Consider that by the turn of the twentieth century, the Nietzschean vision of humanity had “arrived,” and the West was surprised to find that it was exterminating itself by the millions and then plunging the survivors into “the great nausea, the will to nothingness, nihilism.”
For example, in The Civilization of the West, Crane Brinton asserts, “The declarations of war in 1914 came as a profound shock to most of the Western world, which had come to think of a major war as impossible in the industrial complex of the twentieth century.” Calling it a “profound shock,” Briton argues convincingly that the modern world was thoroughly surprised by the Great War, and that it was so horrific, it was considered by historians to be an “epochal fact” in the history of culture. That is, it became one of the few landmark events in history so significant it actually demarcated and changed its own epoch. Just twenty years later, like a giant aftershock, World War II blazed full bore. When the dust settled, estimates ranging as high as 100 million people in Europe and Asia were killed by war, famines created by war and inhumane policies meant to decrease populations, and outright genocide.
While the West was making some of its most significant progress technologically, it was arguably simultaneously in its steepest decline, morally. Modern thought that lauded the absence of God, the preeminence of man, and the superiority of reason reached its zenith early in the twentieth century and it would be an understatement to say the world was surprised by what it learned.
Further, as 20th-century Western Civilization clamored to reconcile its progress with its dehumanizing results, the Christian humanists of the period had a vision for a different kind of progress, a more human progress—one that included both faith and right reason. For instance—and quite Germaine to the point—in his book, J. R. R. Tolkien’s Sanctifying Myth, Bradley Birzer argues that Tolkien’s vision for literature “attempted to use myth to return the Western world to faith and right reason,” and that his own sentiment “parallels the sentiments of numerous twentieth-century scholars and artists collectively known as Christian humanists.”
A list of these 20th-century visionaries identified as Christian humanists includes writers like Irving Babbitt, Nicholas Berdyaev, Willa Cather, G.K. Chesterton, Christopher Dawson, T. S. Eliot, Romano Guardini, Etienne Gilson, T. E. Hulme, Aurel Kolnai, C. S. Lewis, Jacques Maritain, Paul Elmer More, Wilhelm Roepke, J. R. R. Tolkien, and to some degree, Simone Weil.

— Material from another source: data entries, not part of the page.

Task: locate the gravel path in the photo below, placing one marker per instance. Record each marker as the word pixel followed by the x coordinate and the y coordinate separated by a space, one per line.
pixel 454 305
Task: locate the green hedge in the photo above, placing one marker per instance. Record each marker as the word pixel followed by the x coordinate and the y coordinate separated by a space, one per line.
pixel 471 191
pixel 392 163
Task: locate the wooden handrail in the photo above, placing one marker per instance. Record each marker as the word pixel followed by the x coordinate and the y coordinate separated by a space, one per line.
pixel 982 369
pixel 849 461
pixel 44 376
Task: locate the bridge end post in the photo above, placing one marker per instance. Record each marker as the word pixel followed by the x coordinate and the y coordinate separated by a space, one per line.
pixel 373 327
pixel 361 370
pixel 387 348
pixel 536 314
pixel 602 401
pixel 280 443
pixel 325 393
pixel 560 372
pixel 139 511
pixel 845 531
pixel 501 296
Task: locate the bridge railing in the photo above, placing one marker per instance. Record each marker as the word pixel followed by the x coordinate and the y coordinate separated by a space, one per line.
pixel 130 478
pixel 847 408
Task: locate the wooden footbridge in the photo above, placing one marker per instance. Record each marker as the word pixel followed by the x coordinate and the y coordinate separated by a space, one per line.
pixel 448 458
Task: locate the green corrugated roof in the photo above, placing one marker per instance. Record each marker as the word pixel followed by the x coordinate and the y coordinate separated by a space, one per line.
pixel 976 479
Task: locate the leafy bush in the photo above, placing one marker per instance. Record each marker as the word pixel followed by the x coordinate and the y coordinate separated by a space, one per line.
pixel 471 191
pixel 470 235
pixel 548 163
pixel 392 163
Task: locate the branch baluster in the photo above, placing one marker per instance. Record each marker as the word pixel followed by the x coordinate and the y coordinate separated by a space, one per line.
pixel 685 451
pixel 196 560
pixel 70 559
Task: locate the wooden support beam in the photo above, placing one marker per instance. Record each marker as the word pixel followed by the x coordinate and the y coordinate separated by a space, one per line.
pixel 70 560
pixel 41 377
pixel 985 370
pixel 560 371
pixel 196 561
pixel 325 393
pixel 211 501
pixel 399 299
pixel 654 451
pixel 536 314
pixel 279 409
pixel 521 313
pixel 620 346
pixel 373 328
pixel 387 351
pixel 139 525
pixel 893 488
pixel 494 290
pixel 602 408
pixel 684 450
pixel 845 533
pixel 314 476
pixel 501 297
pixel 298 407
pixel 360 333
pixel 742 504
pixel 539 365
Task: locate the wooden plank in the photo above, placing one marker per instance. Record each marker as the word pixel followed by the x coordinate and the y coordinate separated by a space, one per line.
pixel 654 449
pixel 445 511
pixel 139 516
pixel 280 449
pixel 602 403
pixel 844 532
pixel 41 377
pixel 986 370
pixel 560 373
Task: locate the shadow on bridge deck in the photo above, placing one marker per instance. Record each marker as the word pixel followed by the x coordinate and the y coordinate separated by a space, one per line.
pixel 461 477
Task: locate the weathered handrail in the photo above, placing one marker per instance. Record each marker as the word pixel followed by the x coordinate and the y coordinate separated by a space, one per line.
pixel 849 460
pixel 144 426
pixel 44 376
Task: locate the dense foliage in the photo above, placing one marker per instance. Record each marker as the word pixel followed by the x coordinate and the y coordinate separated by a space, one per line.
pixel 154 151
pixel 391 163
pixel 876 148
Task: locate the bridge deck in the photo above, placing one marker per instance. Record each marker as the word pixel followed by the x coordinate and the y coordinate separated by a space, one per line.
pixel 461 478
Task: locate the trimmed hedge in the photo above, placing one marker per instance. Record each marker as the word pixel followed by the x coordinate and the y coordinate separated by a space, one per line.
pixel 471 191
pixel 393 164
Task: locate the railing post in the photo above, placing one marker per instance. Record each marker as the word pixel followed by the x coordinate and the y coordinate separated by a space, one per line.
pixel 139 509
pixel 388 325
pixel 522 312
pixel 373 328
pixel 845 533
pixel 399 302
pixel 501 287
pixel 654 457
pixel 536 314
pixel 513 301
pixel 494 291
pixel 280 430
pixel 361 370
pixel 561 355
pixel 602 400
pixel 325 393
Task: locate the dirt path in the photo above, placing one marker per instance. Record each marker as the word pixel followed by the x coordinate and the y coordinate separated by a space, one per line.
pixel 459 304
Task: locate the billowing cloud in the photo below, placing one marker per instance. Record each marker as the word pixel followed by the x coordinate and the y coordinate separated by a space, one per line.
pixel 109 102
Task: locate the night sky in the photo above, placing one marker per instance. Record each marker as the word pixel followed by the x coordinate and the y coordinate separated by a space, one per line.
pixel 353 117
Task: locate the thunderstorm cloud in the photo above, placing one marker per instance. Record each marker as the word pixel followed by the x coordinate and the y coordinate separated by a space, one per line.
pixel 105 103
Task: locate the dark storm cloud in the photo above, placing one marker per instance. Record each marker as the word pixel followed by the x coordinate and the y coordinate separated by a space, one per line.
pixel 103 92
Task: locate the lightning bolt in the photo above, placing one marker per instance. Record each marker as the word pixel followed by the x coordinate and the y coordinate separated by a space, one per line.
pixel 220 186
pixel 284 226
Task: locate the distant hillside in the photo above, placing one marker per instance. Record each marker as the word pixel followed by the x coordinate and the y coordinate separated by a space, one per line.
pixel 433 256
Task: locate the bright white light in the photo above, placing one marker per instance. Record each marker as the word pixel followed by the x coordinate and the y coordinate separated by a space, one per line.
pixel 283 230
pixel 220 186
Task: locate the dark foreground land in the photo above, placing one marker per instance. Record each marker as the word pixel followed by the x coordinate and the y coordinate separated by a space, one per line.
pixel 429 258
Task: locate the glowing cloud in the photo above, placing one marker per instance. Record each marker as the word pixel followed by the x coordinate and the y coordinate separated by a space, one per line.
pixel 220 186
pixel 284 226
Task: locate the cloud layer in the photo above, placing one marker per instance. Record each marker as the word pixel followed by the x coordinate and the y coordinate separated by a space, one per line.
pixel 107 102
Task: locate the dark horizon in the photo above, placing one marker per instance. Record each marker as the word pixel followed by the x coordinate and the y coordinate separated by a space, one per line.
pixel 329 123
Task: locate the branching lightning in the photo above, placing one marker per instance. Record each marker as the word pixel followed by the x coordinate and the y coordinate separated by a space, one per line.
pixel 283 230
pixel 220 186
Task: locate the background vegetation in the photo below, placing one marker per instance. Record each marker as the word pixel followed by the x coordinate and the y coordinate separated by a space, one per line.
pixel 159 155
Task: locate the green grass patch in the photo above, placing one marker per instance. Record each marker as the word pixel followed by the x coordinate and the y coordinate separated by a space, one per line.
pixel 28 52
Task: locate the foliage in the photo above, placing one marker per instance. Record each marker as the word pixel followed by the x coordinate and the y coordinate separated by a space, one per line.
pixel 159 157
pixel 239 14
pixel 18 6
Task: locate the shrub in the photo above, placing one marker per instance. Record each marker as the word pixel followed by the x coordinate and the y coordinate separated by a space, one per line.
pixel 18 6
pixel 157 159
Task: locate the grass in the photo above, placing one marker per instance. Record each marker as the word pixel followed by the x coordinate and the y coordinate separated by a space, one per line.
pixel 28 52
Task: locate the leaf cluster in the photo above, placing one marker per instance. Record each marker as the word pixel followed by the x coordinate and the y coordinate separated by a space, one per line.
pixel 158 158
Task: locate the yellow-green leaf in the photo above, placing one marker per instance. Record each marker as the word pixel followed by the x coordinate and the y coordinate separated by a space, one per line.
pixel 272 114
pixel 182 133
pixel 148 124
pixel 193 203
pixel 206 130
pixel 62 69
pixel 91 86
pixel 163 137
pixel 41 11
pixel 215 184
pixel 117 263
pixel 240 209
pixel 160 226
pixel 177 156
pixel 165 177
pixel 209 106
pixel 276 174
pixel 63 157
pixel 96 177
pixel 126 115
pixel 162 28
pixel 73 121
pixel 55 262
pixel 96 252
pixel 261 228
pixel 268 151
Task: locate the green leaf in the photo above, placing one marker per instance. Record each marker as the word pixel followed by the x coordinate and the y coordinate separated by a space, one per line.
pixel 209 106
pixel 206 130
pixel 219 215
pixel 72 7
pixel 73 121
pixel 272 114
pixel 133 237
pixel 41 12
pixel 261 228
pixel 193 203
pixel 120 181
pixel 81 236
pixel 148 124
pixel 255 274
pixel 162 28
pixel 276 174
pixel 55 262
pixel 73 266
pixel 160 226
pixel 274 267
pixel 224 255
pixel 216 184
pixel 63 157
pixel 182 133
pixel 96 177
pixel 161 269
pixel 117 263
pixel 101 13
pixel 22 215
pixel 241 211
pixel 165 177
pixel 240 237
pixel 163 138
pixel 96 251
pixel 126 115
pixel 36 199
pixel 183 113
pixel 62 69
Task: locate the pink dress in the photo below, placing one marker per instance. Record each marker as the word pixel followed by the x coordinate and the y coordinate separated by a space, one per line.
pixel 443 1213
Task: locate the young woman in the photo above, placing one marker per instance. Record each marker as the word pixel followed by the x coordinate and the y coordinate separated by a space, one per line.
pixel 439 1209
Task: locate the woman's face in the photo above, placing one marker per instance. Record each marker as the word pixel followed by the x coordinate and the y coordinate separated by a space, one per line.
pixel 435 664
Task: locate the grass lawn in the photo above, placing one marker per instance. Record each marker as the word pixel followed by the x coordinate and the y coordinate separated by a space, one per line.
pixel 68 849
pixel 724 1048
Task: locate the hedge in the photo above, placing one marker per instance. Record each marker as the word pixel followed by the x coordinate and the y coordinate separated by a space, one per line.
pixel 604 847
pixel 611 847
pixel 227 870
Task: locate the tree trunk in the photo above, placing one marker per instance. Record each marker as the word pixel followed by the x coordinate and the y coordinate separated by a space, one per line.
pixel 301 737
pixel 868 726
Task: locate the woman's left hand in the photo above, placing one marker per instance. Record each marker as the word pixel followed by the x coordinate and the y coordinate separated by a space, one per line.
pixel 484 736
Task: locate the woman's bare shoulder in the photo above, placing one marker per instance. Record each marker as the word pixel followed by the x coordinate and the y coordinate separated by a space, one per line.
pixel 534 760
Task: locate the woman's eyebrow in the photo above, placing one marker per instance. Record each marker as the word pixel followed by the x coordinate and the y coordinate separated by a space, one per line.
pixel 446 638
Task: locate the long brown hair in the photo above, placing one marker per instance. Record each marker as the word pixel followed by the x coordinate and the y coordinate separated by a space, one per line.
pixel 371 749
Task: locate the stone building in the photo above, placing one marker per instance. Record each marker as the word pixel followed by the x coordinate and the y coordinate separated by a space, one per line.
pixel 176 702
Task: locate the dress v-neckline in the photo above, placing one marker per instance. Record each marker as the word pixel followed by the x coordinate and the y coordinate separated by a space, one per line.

Following close in age were still other Christian humanists with a very similar vision, like Hans urs Von Balthasar, Russell Kirk, Ralph McInerny, Peter Milward, Flannery O’Connor, John Paul II, Josef Pieper, and Alexander Solzhenitsyn.
Granted this list is not exhaustive, nor does it signal any kind of ideological movement that prescribes itself to a stated manifesto—many of these writers and thinkers disagreed with each other on important issues—it serves to demonstrate a sampling of the influential men and women of letters who in and around Tolkien’s lifetime abhorred the dehumanizing results of modern thought and spoke out against the progressive ideology that was robbing culture of its humanity.
To emphasis and restated the point, it was 20th-century Christian humanists like these listed who were, in specific ways, arguing for a standard of human flourishing amidst one of the most strikingly horrific periods of cultural decline in human history. And it seems that by studying the Christian humanists of the 20th-century, post-modern social critics can grasp a better understanding of the standard by which to measure the decline of the West.
Joe Sanders says
I read many of those. Actually Tolkien and Lewis planted seeds of the faith in my mind and heart long before I actively invited Christ’s Lordship into my life. I read T.S. Elliot’s poetry later in High school. Many of Ray Bradbury’s stories have a mythic or transcendent aspect. I recently read he was raised a Baptist and he kept centered in the faith. I thought he was an atheist but actually was not.
Scott Postma says
What a great testimony of their abiding influence for Christ. Like Abel, they being dead yet speak.